Tornadogenesis in a Quasi-Linear Convective System over Kanto Plain in Japan: A Numerical Case Study

Abstract

Abstract The environmental characteristics and formation process of a tornado spawned by a quasi-linear convective system (QLCS) over Kanto Plain, Japan, are examined using observations, a reanalysis dataset, and a high-resolution numerical simulation with a horizontal grid spacing of 50 m. The QLCS environment responsible for tornadogenesis was characterized by small convective available potential energy and large storm-relative environmental helicity due to strong vertical shear associated with a low-level jet. The strong low-level jet was associated with a large zonal pressure gradient between two meridionally aligned extratropical cyclones and a synoptic-scale high pressure system to the east. The numerical simulation reproduced the tornado in the central part of the QLCS. Before the tornadogenesis, three mesovortices developed that were meridionally aligned at 500-m height, and a rear inflow jet (RIJ) associated with relatively cold air originated from aloft and developed on the west side of the QLCS, while descending from rear to front.
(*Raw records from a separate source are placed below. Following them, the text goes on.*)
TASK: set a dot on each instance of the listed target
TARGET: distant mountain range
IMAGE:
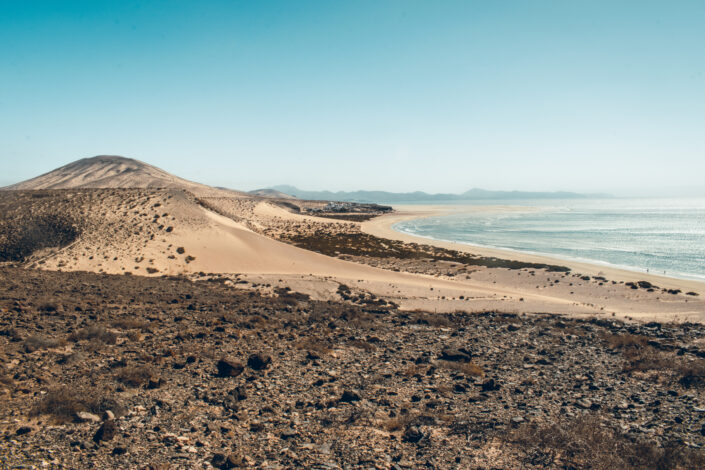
(384, 196)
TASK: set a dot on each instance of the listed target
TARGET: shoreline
(382, 226)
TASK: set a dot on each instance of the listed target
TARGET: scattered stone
(228, 367)
(412, 434)
(455, 355)
(85, 417)
(349, 396)
(259, 361)
(23, 430)
(105, 432)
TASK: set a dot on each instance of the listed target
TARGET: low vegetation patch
(63, 402)
(586, 443)
(19, 238)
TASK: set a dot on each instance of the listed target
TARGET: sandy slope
(157, 232)
(382, 227)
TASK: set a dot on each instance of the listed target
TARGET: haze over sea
(663, 236)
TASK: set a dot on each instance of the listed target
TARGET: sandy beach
(382, 227)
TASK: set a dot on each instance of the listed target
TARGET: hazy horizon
(395, 96)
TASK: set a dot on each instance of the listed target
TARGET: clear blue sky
(399, 95)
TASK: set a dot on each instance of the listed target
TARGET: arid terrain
(130, 372)
(147, 321)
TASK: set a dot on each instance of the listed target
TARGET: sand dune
(172, 232)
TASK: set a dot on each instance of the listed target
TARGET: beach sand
(169, 232)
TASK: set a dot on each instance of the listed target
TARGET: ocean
(661, 236)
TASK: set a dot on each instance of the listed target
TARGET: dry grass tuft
(63, 402)
(94, 332)
(585, 443)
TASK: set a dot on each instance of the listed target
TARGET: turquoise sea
(663, 236)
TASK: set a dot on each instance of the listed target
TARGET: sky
(438, 96)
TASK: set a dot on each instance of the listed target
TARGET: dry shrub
(436, 320)
(130, 324)
(94, 332)
(361, 344)
(691, 374)
(469, 369)
(135, 376)
(314, 345)
(36, 342)
(65, 401)
(623, 341)
(585, 443)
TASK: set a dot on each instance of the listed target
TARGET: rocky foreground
(134, 372)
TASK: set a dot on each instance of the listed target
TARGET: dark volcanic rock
(106, 432)
(455, 355)
(349, 396)
(228, 367)
(412, 434)
(259, 361)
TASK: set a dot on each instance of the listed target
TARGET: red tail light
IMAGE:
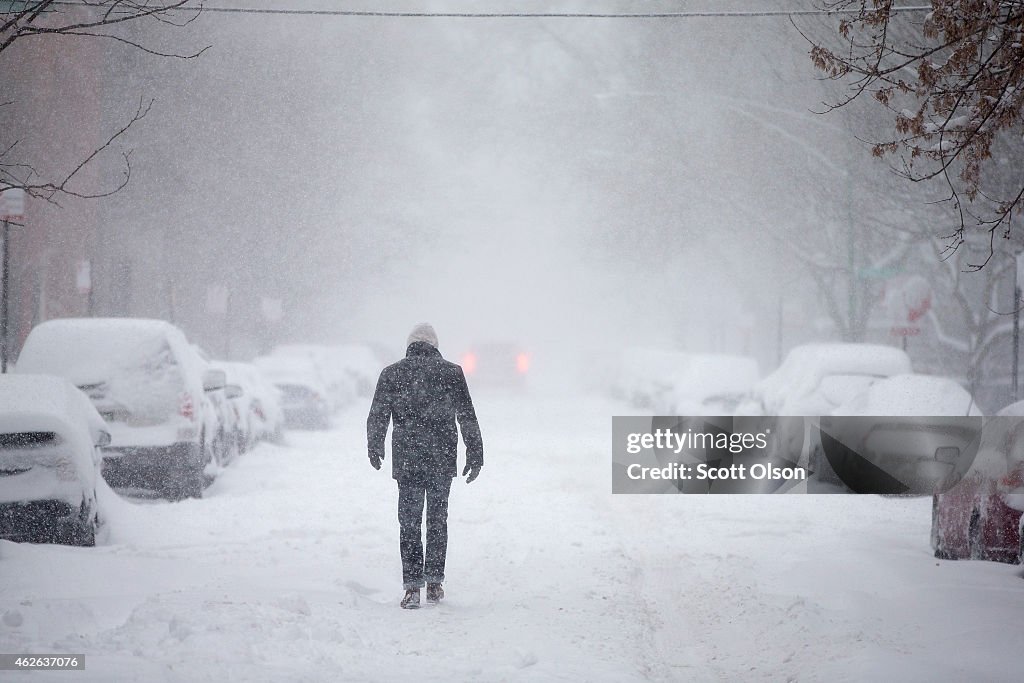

Tornadogenesis occurred in the southernmost mesovortex at the northern tip of the RIJ. This mesovortex induces strong low-level updrafts through vertical pressure gradient force. A circulation analysis and vorticity budget analysis for the mesovortex show that environmental crosswise vorticity in the forward inflow region east of the QLCS played a significant role in the formation of the mesovortex. The circulation analysis for the tornado shows that frictional effects contribute to the increase of circulation associated with the tornado. Moreover, environmental shear associated with horizontal and vertical shear of the horizontal wind also contribute to the circulation of the tornado.